Cary must have sensed this because he churned out letters with fierce intensity, writing at least once a day, sometimes twice. He was still in France, where he was now shooting
Charade,
and I savored his letters, word by word. I wasn't as good about writing as Cary was, but he was understanding about it. “Don't worry about writing,” he said in one of his letters, “whether you do or not—daily; if you do you do, if you don't you don't. It should not become a duty—unless pleasurable. It's a joy for me because it fills the moments that I'm without your company.”

In his letters, his English stiff upper lip softened and he expressed many things that he kept hidden when I was with him: loneliness, sadness, wistfulness . . . illness, even.

Your notes keep me happier than I would otherwise feel. Thank you. The countryside all around—is snow covered—icicle-hung and mysterious—but my rooms are warm and I must take advantage of this quietude, and day without filming, to write. I think of you throughout . . .

At this precise moment life is a dreary business—I've been awake most of the night—acheing (that's ACHEING) after days of fight scenes which will take at least a minute of film . . . And there's my aching heart too. In ten days only one letter—your first from Cleveland on arrival there . . . yesterday when I arrived at the studio eager and certain—I couldn't believe the nothing that was before my eyes on the desk top—and then, still, none again at evening's delivery. It is early, nine a.m., and I am going to the studio to loop—there must be a letter—I'm dispirited enough. Please undispirit me. Love C

Dyan—If I'm not writing much these days, it's not because you didn't cross my mind . . . for actually you don't CROSS my mind . . . you're THERE . . . IN it . . . So long!

YOU're THE girl.

Cary

A telegram from Rene, Cary's driver in France:

NO LETTER FROM YOU MR. GRANT WORRY PLEASE WRITE SOON

RENE.

Later, in another letter, while we were playing in Columbus, Ohio, he wrote: “I hope you like Columbus—he discovered America. I discovered you. And you UNcovered me . . . and I'm not a bit cold. I like it I like it.”

M
y schedule made it hard for me to write consistently. Once Cary had gotten back to Los Angeles, I wrote notes in batches and sent them to Dorothy, Cary's secretary, and Helen, the maid, with instructions to place them strategically around the house: in the refrigerator, taped to the bathroom mirror, or on the TV set, even on his pillow. I wanted him to feel my presence, and he'd call overwhelmed with delight whenever he found one, which was just about daily.

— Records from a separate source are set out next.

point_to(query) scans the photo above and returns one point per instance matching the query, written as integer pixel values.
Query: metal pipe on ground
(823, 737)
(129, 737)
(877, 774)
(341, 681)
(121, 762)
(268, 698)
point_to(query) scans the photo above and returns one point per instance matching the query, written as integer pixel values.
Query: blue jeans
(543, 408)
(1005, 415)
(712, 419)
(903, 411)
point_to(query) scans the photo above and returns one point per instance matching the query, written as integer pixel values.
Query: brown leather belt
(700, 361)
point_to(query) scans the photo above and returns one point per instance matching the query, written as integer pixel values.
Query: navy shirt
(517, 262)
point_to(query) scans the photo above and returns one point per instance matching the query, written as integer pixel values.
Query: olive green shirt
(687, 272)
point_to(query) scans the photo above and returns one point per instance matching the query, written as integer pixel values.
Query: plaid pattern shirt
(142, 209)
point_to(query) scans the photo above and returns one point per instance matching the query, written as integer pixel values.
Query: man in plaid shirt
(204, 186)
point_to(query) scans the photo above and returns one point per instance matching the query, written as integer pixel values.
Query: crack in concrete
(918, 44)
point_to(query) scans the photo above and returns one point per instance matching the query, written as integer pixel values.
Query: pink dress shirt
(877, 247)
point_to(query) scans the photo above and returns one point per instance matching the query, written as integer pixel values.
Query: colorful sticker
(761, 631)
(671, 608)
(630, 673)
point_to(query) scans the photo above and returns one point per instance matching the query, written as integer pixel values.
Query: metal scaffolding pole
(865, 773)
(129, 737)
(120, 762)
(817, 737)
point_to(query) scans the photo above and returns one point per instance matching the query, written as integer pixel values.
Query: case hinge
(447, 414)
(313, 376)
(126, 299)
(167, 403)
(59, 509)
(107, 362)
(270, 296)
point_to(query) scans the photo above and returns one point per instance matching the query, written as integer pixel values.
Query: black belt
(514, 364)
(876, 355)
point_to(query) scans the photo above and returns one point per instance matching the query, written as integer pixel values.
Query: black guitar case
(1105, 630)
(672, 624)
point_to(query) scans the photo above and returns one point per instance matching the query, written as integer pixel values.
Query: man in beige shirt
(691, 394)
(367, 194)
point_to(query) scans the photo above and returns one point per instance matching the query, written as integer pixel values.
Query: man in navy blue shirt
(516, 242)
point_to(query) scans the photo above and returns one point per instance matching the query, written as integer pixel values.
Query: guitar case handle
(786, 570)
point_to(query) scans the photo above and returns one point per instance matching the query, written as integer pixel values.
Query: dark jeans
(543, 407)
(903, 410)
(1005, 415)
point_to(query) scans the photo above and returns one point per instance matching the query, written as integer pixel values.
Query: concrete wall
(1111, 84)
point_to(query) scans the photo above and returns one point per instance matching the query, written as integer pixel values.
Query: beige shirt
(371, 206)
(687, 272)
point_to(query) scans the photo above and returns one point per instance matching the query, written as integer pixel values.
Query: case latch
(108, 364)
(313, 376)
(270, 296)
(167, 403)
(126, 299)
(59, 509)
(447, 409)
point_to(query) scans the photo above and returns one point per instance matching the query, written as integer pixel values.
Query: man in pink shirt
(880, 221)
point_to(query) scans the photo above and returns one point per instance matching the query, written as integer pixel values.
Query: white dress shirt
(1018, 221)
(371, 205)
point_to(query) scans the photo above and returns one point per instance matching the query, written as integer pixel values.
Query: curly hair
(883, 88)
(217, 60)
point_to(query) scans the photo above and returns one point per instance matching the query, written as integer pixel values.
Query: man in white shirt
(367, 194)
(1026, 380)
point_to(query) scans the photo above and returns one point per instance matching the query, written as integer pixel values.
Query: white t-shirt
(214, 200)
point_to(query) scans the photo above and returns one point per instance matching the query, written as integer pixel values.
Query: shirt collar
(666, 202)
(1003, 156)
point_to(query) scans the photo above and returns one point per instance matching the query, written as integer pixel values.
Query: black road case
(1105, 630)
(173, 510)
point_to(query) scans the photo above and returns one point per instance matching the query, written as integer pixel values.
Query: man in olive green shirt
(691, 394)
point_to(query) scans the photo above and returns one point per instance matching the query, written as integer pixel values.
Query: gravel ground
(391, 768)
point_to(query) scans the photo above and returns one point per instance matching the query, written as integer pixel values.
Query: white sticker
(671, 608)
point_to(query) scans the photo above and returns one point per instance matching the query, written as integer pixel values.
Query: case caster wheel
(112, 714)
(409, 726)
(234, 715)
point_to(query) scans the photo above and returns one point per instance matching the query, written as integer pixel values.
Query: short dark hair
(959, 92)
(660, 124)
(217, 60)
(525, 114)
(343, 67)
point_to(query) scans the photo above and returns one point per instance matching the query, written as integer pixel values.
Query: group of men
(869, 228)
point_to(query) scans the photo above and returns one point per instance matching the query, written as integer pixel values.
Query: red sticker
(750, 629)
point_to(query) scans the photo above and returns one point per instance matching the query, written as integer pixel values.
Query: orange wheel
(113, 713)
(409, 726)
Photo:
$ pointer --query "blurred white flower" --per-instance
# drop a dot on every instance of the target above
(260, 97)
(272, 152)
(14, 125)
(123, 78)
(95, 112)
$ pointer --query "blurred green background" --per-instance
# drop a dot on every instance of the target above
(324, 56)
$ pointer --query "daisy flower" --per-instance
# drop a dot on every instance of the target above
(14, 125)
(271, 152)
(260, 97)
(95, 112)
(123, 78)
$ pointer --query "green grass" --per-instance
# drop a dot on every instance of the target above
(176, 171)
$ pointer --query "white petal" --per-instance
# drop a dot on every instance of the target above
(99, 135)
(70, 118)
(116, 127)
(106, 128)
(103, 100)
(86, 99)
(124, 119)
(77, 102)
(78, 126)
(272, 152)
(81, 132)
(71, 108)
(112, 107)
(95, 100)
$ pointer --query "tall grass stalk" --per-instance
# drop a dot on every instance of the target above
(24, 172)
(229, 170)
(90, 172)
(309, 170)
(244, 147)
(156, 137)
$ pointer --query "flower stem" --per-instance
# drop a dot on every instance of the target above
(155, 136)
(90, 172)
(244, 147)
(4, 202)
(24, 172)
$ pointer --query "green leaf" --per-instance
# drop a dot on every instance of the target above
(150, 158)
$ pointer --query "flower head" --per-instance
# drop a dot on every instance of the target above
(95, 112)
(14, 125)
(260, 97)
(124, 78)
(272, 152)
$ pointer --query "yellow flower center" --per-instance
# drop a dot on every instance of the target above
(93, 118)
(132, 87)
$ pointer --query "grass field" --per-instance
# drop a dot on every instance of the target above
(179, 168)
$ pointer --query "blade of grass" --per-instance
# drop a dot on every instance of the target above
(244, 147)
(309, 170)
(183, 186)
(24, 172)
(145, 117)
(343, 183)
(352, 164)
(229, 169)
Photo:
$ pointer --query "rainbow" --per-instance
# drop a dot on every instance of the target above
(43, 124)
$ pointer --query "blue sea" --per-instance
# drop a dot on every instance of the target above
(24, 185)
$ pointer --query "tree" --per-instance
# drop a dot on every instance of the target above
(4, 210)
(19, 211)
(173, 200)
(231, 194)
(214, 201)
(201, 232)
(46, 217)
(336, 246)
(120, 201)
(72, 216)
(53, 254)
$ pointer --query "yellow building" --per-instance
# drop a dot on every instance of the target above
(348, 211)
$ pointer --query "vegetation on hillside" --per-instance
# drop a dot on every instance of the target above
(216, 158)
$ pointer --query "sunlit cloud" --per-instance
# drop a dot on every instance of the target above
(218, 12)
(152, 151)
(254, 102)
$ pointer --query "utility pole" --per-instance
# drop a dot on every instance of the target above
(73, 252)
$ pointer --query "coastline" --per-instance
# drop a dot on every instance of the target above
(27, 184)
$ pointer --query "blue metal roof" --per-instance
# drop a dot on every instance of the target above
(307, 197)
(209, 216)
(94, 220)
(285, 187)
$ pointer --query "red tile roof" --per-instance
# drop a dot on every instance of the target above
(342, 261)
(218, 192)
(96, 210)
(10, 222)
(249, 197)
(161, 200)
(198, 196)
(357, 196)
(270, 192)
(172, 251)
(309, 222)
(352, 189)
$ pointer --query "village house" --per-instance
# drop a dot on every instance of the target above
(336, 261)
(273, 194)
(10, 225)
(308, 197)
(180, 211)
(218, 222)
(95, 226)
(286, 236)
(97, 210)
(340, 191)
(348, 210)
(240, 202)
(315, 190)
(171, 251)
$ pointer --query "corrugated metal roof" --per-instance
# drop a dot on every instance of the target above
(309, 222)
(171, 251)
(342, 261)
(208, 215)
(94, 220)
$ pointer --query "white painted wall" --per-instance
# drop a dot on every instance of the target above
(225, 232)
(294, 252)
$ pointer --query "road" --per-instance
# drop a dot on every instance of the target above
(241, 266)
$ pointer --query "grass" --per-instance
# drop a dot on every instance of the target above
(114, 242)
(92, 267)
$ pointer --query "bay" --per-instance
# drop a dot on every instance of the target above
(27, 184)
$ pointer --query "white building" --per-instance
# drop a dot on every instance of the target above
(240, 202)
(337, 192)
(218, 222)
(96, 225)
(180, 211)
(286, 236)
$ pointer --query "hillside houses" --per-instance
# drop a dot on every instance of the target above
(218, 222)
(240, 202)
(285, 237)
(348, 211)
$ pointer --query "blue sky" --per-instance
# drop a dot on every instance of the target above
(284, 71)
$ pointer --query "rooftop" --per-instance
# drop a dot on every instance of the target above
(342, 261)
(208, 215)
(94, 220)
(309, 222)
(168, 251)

There were always a lot of guys buzzing around the production. When you're in the spotlight, people project their fantasies onto you. Many men sent me flowers many nights, made backstage visits, and asked for dates. The attention was fun, but I always made it clear that I wasn't available. Cary was still my emotional center of gravity and that helped me stay focused amidst the flurry of dinner and party invitations.

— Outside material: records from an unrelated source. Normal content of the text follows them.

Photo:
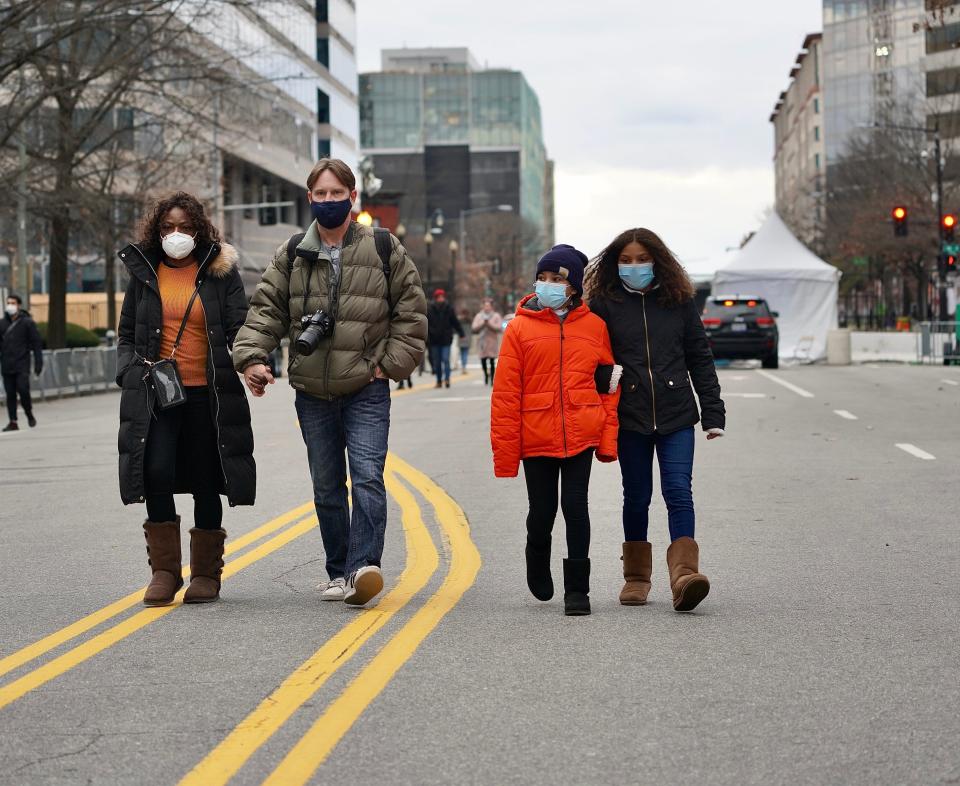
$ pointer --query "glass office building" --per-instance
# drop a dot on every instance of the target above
(447, 135)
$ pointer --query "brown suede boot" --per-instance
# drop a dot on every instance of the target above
(688, 584)
(206, 565)
(637, 567)
(163, 557)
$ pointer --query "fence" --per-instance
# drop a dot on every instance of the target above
(939, 343)
(72, 372)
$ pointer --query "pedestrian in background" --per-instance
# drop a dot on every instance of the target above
(646, 299)
(19, 339)
(442, 323)
(488, 325)
(464, 342)
(547, 412)
(185, 301)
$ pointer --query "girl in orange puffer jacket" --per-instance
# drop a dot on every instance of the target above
(554, 404)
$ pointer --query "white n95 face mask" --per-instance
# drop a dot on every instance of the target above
(177, 245)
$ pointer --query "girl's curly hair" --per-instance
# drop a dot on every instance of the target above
(603, 277)
(149, 239)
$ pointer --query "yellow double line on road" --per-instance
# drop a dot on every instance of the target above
(86, 650)
(313, 748)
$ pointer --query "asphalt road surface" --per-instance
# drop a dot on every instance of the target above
(827, 651)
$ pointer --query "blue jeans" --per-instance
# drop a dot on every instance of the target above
(675, 457)
(358, 424)
(440, 360)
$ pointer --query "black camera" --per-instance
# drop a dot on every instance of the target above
(315, 327)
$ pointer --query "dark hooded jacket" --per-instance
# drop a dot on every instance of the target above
(141, 326)
(662, 350)
(19, 339)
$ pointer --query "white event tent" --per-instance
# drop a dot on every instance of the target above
(793, 280)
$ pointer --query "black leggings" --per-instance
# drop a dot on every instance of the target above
(183, 445)
(573, 474)
(488, 376)
(15, 385)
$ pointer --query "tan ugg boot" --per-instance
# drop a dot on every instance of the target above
(164, 558)
(688, 584)
(206, 565)
(637, 568)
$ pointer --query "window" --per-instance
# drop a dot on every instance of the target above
(323, 107)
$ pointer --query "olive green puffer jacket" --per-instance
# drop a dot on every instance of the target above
(365, 336)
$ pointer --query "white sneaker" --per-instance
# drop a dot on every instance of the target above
(333, 589)
(363, 586)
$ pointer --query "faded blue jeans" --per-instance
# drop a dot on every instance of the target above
(675, 457)
(357, 425)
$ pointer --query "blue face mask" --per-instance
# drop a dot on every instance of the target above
(637, 276)
(330, 215)
(551, 295)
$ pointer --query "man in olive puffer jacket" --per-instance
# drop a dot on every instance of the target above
(343, 393)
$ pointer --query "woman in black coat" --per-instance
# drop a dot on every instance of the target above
(203, 446)
(643, 294)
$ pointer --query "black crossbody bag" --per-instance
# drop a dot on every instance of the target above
(164, 375)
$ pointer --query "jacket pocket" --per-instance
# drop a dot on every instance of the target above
(538, 416)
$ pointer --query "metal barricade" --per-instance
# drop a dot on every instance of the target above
(939, 343)
(72, 372)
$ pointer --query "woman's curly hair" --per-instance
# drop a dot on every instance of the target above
(603, 276)
(149, 239)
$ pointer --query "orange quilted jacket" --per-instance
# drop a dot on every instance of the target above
(545, 400)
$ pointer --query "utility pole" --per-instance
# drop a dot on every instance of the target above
(24, 268)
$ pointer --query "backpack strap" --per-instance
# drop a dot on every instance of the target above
(381, 237)
(292, 244)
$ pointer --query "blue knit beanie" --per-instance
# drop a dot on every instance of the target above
(566, 261)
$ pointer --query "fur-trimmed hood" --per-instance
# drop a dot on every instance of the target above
(221, 265)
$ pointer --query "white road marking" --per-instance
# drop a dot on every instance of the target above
(788, 385)
(913, 450)
(844, 414)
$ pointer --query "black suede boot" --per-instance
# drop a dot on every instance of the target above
(539, 579)
(576, 587)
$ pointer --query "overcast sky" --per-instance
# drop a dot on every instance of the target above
(656, 113)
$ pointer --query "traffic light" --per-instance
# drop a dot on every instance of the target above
(949, 224)
(899, 214)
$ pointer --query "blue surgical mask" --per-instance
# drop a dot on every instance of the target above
(330, 215)
(637, 276)
(551, 295)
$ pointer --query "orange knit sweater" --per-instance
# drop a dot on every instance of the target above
(176, 287)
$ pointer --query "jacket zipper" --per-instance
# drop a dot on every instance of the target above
(563, 417)
(646, 335)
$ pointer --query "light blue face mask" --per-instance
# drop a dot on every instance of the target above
(551, 295)
(637, 276)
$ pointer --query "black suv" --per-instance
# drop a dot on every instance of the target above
(742, 327)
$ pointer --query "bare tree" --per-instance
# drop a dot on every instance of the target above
(104, 96)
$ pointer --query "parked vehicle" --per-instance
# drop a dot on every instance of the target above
(741, 326)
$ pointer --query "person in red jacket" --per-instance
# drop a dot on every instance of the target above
(554, 405)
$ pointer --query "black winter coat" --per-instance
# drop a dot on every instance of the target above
(661, 350)
(442, 323)
(19, 339)
(141, 325)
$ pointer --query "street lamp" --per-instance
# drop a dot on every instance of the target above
(473, 211)
(428, 242)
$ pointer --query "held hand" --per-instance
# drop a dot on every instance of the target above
(257, 377)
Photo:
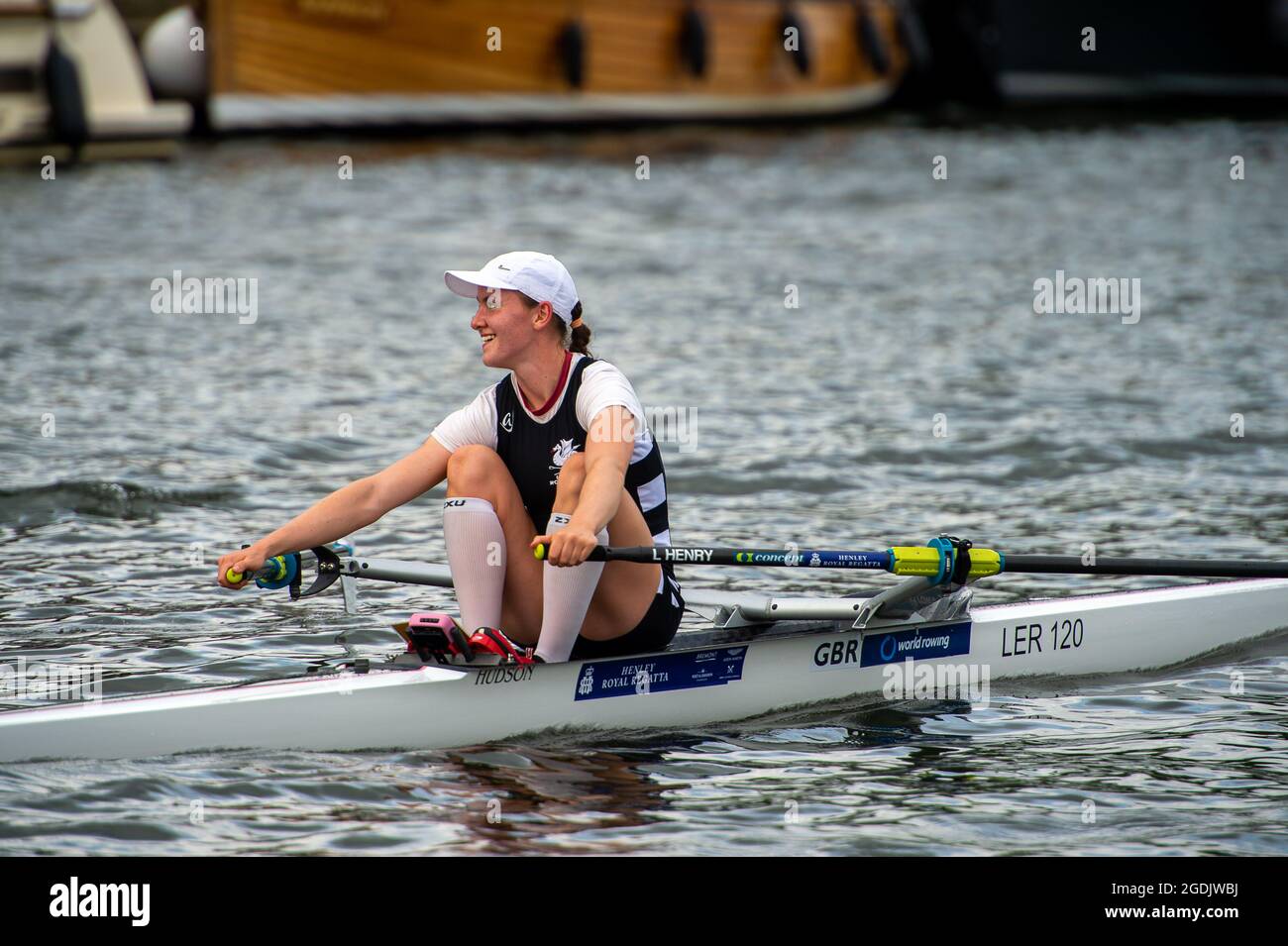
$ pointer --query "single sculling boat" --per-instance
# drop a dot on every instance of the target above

Because of the time difference, it was hard for us to talk regularly while Cary was in France, but when he got back to L.A. to do post-production work, we talked nightly. During the week, the cast would usually stay out late after the show, but I frequently found myself heading back to the hotel for Cary's calls. I really looked forward to our talks—they'd run two or three hours, and his long-distance bill must've been staggering—but sometimes I felt a little hemmed in. I did find myself having to reassure him that I wasn't about to have a fling with anyone. How could he possibly imagine that I would have an affair when he was my
all in all
? But then, I had flashes of insecurity about what
he
was up to without me around. But not for long.

On top of the calls, he continued to write. In one letter: “Thank you for going home each night—for the reassurance and confidence it gives me—far beyond these words that cannot fully express my gratitude . . .”

“I haven't an interesting or amusing thought in my head at the moment,” he wrote in another letter. “[T]he only thing I can think of saying is what is foremost in my mind: I miss you.”

When Cary finished post-production on the film, he'd fly out on Friday afternoons to be with me wherever I was—Rochester, Cleveland, or Cincinnati—and we'd spend the weekend snuggled up in the hotel room, relaxing and ordering room service.